Although resting CD4+ T cells are greater in number compared to activated CD4+ T cells, the latter subset is able to produce more virus.
During the initial days to weeks following infection, HIV-1 virus is found initially in draining lymph nodes before proceeding to other lymphoid compartments, there gaining access to elevated concentration of CD4+ T cell targets.
Access to this enriched CD4+ T cell environment accounts for an early burst of high-level viremia.2
Gut-associated lymphoid tissue (GALT) is an important HIV-1 viral target and development of HIV-1 infection in GALT infection depletes memory-cell enriched CD4+ T cell subpopulations.

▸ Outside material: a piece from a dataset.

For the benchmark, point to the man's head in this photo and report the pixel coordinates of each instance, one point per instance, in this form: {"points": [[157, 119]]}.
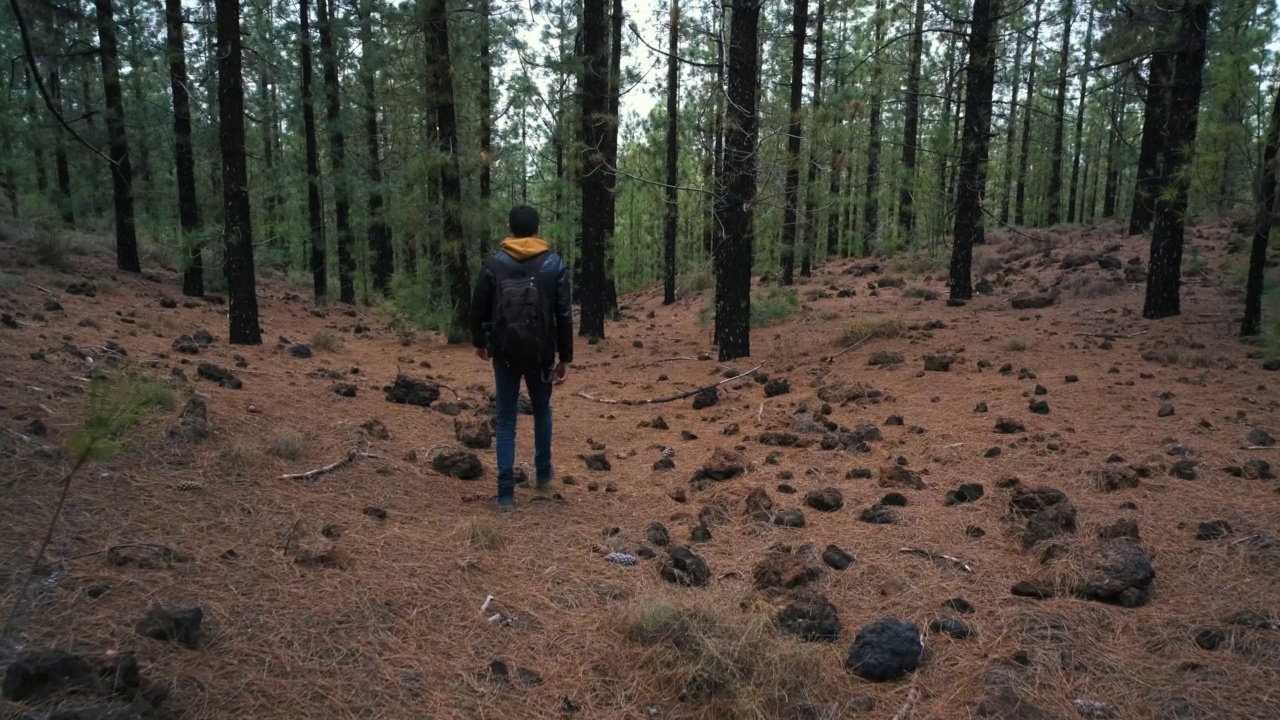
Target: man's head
{"points": [[522, 222]]}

Depletion of these cells occurs both by direct virus infection and virus-induced apoptosis.2
At this point, with the infection established, continued HIV replication and dissemination appear irreversible.2
Some characteristics of initial target cell infection may be dependent on the route of infection.
For example, virus entering the bloodstream directly (e.g. via blood/blood products) may be cleared by normal physiological processes to the spleen and other lymphoid organs.

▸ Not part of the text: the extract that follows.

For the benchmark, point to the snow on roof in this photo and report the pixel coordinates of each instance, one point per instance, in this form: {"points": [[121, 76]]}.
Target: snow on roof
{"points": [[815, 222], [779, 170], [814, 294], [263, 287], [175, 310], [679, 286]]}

At these sites primary focal infections begin and wider spread to other lymphoid tissues follow.2
HIV-1 Resistance to Antibody Neutralization:
HIV sexual transmission has been described as a single infectious event.2
Features of the HIV envelope glycoprotein appear to influence significantly HIV transmission (for subtype A and C viruses, at least).2
The viral isolate most active in transmission has been designated "founder viruses," and are less common in the viral population of the transmitting partner and also appear less divergent with respect to certain specific sequences.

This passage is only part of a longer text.